While every piece of the energy industry has shouldered the economic impact of the virus differently, energy is a sector that is essential to recovery. That’s certainly true of the coal industry and the affordable, reliable power and fuel security it provides to the grid.
Congress’ aim this week was not only to better understand the job losses and challenges facing the energy sector but to think through what can be done to provide flexibility and relief for industries facing unique near-term challenges and market conditions that shouldn’t be allowed to dictate the longevity of essential power plants, mines or workforces.
For the coal industry, flexibility and targeted support remain vital to ensuring the nation’s mines and miners can get through this unique moment. In a hearing in the Senate Committee on Energy and Natural Resources, Senators Barrasso of Wyoming and Daines of Montana further urged the Department of Interior to provide royalty relief to operators on federal lands. Measures like these would provide targeted relief and flexibility necessary to seeing the industry through this challenging period.

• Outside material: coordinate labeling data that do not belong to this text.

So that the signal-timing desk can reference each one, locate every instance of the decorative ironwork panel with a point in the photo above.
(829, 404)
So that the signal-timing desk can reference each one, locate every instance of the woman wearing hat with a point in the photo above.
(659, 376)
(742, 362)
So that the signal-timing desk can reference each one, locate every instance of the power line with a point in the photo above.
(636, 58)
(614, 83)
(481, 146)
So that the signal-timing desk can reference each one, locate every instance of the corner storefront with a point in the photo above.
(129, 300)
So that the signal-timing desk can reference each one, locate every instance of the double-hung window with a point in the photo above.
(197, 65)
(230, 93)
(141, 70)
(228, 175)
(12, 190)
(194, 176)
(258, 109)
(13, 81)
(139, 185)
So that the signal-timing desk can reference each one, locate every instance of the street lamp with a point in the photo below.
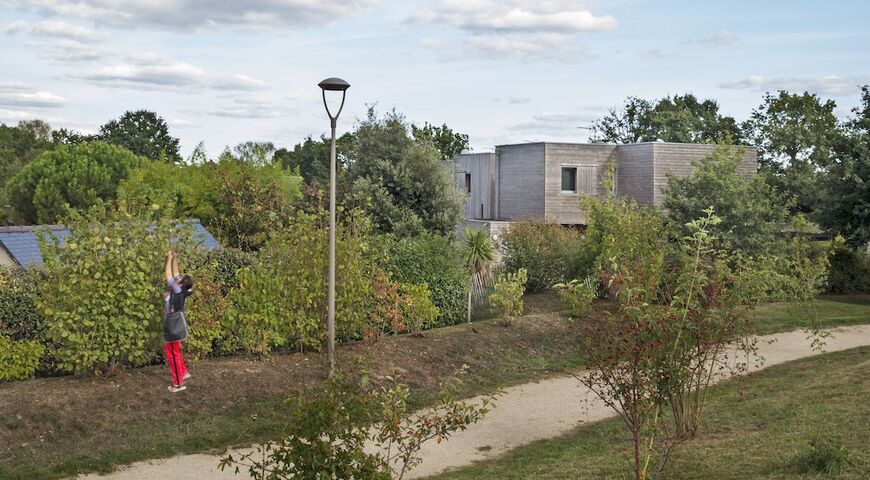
(332, 85)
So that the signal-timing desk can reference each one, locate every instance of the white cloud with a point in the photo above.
(562, 16)
(723, 38)
(151, 70)
(249, 108)
(55, 29)
(20, 95)
(829, 84)
(199, 14)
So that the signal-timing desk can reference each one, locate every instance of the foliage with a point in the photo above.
(846, 209)
(402, 182)
(102, 296)
(681, 118)
(849, 270)
(753, 215)
(144, 133)
(577, 297)
(418, 310)
(548, 251)
(329, 432)
(448, 142)
(795, 135)
(506, 300)
(78, 176)
(429, 259)
(478, 254)
(281, 302)
(19, 360)
(824, 455)
(311, 157)
(20, 319)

Ensuring certainty for companies, recognizing challenging market conditions, and providing flexibility so that companies can keep miners employed and be there to produce essential fuel, wages and tax revenue on the other side of the pandemic shouldn’t be controversial; in fact, it’s commonsense.

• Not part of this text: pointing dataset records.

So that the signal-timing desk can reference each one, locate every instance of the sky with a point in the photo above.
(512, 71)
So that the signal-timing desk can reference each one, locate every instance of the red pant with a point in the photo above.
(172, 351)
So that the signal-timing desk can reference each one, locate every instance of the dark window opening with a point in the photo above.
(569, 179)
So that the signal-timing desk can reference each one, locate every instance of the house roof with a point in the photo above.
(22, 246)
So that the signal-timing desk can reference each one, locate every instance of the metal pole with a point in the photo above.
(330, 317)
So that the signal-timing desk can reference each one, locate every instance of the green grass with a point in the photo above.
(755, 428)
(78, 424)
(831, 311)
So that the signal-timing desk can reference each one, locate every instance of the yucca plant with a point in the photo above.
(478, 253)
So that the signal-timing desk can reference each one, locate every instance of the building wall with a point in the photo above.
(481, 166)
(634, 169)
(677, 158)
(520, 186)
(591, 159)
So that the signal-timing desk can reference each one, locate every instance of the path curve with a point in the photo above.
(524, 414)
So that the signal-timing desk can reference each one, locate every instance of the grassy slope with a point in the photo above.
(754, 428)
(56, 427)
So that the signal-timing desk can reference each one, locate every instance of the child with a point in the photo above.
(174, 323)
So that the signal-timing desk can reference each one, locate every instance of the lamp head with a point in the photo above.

There’s no getting around it. The new normal is still hardly normal. And it will remain sometime before all the gears of our economy are clicking again as they were just a few short months ago. The U.S. Energy Information Administration (EIA) reports that coal demand is down this year, but it expects a recovery next year. Ensuring essential industries and essential infrastructure can get to next year, and be there to underpin recovery, is exactly what smart policy should aim to accomplish.
What government should not do is let the foundation for affordable and reliable power slip away in market conditions that in no way reflect any sense of normalcy. Americans are already deeply concerned about making ends meet. Recent polling by Morning Consult found that half of registered voters report the pandemic has increased their concern about paying their household bills, including electricity bills.
If the nation’s baseload capacity continues to be undervalued and our balanced, fuel-secure electricity mix is allowed to further erode, jeopardizing affordability, an electricity price spike could make recovery doubly difficult.
Even before the pandemic and ensuing economic shock, the EIA warned that one in three American households already faced challenges affording their energy needs. Affordable, reliable power – built upon, well-operating existing baseload power plants – must be a policy priority.
Coal continues to play an essential role on the U.S. grid, and in a many states – such as Indiana, Kentucky, Missouri, Montana, Nebraska, North Dakota, Utah, West Virginia and Wyoming – it provides the vast majority of electricity generation. The balance, fuel security and inherent reliability afforded by the nation’s coal fleet can’t be easily replaced, nor should it.